Client Account Manager


The Blurred Lines of Home Working


The guidance, issued late last year, stated that on returning to the office "Responses will be influenced by a wide range of risk factors including vulnerabilities within the family, change in job roles, threat of redundancy, skill shortages, social networks, and current and previous experience of loss, bereavement, and illness. Feelings are likely to be significantly affected by factors that increase the risks and challenges posed by COVID-19 (e.g. being from Black, Asian and Minority Ethnic [BAME] background)."

Some notable larger businesses, including HSBC and Unilever have stated that they are never returning full time to the office. but for many smaller to mid-size businesses, the attitudes and commitments to flexible working models are far less clear.

Home working for many has meant the blurring of lines of when we are "on duty", leading to putting in far more hours.

Jason, a Client Account Manager said, “I really don’t have a structure in the same way I did before working from home. It’s ok and I manage it but I can be still on meetings late into the evening and lunchtimes have pretty much gone by the wayside most days.”

CEO of BluDesks, Chelliah Nakeeran commented, “What we’re finding now, is that although home workers have been reticent to try venturing out of their four walls, they have reported back having an amazing experience at our workspaces, even if they only booked for an hour or two.

"So I guess it’s just about plucking up the courage again to get back out there, because there really is a warm welcome for you at our centres if you do make the effort, and many are close to where you live, meaning very little travel time.”


70% of Organisations are Still Developing a Workplace Strategy


According to a new survey from XpertHR, 69.9 per cent of organisations are still actively planning or considering permanent changes to where employees carry out their work as lockdown restrictions are lifted. Fewer than one in 20 (3.8 per cent) are not contemplating any changes.

 In what has been the biggest shift in how we work in recent years, the unprecedented nature of the pandemic has given employers the opportunity to innovate and consider new ways of working like never before. The message from HR practitioners in response to XpertHR’s survey was clear – working and the workplace will not return to the same form as prior to the pandemic. But where plans are now is unlikely to be where practice ends up. A thoughtful approach to changes is being taken, with employee wellbeing at the centre of the planning process.

The research found that for 27 per cent of organisations the most influential factor on their organisation’s plan for the future of the workplace was a survey of employees’ preferences, followed by ensuring COVID-19 secure workplace/physical restrictions on workplace capacity (17.8 per cent), and employee wellbeing (14.2 per cent). Only 6.0 per cent of organisations list cost savings as the most influential factor when it comes to plans for the future of the workplace.

 Noelle Murphy, Senior HR Practice Editor at XpertHR, commented:

“The past 16 months have thrown HR professionals into unchartered waters, and this uncertainty continues as we step out of lockdown restrictions. HR are driving the move to new models and are looking to create strategies that facilitate teamwork, collaboration and connection.

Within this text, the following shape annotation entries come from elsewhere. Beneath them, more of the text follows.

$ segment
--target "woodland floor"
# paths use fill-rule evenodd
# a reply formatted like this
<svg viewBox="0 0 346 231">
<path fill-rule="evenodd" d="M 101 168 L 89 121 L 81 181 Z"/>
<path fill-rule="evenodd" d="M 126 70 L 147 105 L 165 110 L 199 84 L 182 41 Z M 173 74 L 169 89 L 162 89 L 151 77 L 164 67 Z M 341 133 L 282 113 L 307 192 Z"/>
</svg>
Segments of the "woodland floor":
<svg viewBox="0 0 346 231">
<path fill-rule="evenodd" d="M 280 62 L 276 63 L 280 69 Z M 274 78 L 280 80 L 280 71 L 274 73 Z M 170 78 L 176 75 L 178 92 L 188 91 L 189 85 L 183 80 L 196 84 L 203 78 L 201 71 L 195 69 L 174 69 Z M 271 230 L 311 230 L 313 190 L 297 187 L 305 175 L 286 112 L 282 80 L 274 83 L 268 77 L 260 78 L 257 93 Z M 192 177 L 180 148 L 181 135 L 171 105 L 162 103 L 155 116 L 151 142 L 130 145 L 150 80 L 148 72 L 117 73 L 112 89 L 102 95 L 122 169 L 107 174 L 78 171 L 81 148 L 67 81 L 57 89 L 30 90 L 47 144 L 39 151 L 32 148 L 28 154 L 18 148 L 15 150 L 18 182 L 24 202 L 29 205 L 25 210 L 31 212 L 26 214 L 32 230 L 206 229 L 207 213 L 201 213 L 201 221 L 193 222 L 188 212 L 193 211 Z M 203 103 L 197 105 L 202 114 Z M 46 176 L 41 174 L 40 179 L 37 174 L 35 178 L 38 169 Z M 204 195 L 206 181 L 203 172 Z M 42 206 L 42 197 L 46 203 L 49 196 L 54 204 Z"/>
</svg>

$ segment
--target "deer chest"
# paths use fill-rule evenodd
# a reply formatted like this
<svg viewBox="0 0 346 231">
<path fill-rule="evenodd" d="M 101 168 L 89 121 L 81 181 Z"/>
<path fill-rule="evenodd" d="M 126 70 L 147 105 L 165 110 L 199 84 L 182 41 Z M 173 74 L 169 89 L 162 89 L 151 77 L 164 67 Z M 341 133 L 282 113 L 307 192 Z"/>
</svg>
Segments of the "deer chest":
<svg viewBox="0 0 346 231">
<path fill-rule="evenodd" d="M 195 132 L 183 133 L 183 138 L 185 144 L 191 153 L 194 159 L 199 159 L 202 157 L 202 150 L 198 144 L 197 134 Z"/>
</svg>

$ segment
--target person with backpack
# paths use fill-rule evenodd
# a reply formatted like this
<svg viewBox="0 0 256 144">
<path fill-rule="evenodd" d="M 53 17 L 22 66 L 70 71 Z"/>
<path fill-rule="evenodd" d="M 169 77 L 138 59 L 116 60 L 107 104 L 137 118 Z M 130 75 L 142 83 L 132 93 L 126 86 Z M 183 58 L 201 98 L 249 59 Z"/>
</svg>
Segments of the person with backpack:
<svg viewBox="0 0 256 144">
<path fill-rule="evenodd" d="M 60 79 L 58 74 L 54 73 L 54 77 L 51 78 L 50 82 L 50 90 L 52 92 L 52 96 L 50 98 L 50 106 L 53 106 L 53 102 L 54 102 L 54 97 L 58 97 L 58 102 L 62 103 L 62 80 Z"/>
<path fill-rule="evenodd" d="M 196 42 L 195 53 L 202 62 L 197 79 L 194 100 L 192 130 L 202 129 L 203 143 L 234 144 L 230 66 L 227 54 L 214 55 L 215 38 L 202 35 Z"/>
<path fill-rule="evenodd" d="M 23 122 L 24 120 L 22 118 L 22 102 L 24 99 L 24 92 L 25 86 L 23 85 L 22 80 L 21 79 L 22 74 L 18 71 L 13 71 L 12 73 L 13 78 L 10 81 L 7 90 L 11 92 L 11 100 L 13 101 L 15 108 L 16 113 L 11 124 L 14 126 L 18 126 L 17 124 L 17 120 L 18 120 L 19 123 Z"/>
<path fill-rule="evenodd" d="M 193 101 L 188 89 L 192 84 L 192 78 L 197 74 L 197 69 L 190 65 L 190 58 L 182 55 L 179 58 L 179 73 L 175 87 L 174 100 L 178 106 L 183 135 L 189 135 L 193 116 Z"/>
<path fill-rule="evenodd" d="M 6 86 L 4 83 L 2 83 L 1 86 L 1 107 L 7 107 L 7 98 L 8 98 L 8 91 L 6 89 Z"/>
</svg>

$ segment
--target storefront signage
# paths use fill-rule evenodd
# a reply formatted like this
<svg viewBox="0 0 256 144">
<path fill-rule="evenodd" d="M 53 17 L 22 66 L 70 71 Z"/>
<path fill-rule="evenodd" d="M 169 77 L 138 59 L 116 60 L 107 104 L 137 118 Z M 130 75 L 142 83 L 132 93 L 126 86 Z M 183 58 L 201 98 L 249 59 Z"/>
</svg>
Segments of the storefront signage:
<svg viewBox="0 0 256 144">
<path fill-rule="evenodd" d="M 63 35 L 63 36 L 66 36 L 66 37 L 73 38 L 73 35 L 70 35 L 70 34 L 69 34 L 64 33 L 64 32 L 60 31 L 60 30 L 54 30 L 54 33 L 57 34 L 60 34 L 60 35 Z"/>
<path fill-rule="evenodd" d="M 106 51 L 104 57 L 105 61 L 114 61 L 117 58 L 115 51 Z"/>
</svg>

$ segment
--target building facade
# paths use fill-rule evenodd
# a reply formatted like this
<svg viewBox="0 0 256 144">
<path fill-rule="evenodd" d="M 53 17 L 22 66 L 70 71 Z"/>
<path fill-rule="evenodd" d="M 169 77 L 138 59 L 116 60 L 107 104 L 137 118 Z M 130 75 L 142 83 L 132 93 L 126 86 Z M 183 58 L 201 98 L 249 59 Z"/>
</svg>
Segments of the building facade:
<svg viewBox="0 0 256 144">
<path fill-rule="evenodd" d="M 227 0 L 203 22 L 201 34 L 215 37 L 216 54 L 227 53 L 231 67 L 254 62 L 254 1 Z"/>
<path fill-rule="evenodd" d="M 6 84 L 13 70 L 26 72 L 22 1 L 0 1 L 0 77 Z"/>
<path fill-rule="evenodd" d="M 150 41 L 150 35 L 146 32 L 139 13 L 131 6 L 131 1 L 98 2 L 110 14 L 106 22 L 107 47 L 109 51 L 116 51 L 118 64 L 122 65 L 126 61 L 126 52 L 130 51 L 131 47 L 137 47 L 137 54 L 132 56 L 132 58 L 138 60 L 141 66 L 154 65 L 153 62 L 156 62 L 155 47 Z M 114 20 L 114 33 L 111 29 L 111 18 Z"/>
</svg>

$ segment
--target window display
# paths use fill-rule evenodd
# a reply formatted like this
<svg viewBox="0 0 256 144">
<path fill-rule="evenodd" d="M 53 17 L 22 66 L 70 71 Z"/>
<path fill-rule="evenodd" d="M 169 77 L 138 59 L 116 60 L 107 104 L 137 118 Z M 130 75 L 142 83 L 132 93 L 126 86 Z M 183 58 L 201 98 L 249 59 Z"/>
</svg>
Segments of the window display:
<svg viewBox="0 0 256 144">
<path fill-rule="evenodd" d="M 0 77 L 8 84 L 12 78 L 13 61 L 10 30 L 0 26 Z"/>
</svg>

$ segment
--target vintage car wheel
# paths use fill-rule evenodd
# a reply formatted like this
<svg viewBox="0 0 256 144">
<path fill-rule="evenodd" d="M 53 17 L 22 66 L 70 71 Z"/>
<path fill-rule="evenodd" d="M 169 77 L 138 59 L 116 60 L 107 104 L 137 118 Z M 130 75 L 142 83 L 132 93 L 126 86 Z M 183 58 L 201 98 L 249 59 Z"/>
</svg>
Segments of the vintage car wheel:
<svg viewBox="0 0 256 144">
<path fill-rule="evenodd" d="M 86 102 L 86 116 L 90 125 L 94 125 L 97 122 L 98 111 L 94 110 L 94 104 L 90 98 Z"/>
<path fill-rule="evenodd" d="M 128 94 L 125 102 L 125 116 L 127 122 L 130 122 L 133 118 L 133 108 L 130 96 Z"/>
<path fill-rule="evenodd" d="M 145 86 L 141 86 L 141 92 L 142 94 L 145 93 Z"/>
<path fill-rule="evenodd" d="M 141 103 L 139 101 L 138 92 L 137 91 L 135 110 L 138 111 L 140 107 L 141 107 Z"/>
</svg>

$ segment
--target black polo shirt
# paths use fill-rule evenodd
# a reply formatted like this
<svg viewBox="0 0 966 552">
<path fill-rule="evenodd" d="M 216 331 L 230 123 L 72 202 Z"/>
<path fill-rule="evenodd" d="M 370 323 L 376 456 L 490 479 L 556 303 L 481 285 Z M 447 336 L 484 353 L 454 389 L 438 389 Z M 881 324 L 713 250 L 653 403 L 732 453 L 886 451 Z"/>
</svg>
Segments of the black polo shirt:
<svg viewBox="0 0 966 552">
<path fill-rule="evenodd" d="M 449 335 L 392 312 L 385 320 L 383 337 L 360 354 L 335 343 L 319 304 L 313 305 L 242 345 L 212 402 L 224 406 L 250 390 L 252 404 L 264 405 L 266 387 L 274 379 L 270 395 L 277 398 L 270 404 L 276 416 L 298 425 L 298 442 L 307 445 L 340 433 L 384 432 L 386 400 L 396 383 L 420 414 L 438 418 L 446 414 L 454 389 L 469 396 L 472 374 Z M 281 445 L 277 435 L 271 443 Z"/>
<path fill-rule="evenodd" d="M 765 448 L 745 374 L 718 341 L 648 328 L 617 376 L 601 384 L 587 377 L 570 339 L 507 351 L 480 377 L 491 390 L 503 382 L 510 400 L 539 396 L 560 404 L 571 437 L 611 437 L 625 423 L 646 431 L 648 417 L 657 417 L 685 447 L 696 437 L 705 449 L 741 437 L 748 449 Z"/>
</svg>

Using lessons learned over the past year or so, HR are approaching this new world of work thoughtfully, taking steps informed by the people who will be impacted by them most. Cost, senior leadership preferences, nor time seem to be the strongest influence on HR’s strategy. Instead, a focus on employees, their wellbeing, and their engagement is taking precedence.

“With such an opportunity to shape workplaces in a way never seen before, HR professionals need to make sure they can properly understand and keep up with the changes and desires within their own organisation, and the market. It’s vital that HR professionals arm themselves with the right tools, data, and guides as they step forward into this new world of work beyond the pandemic.”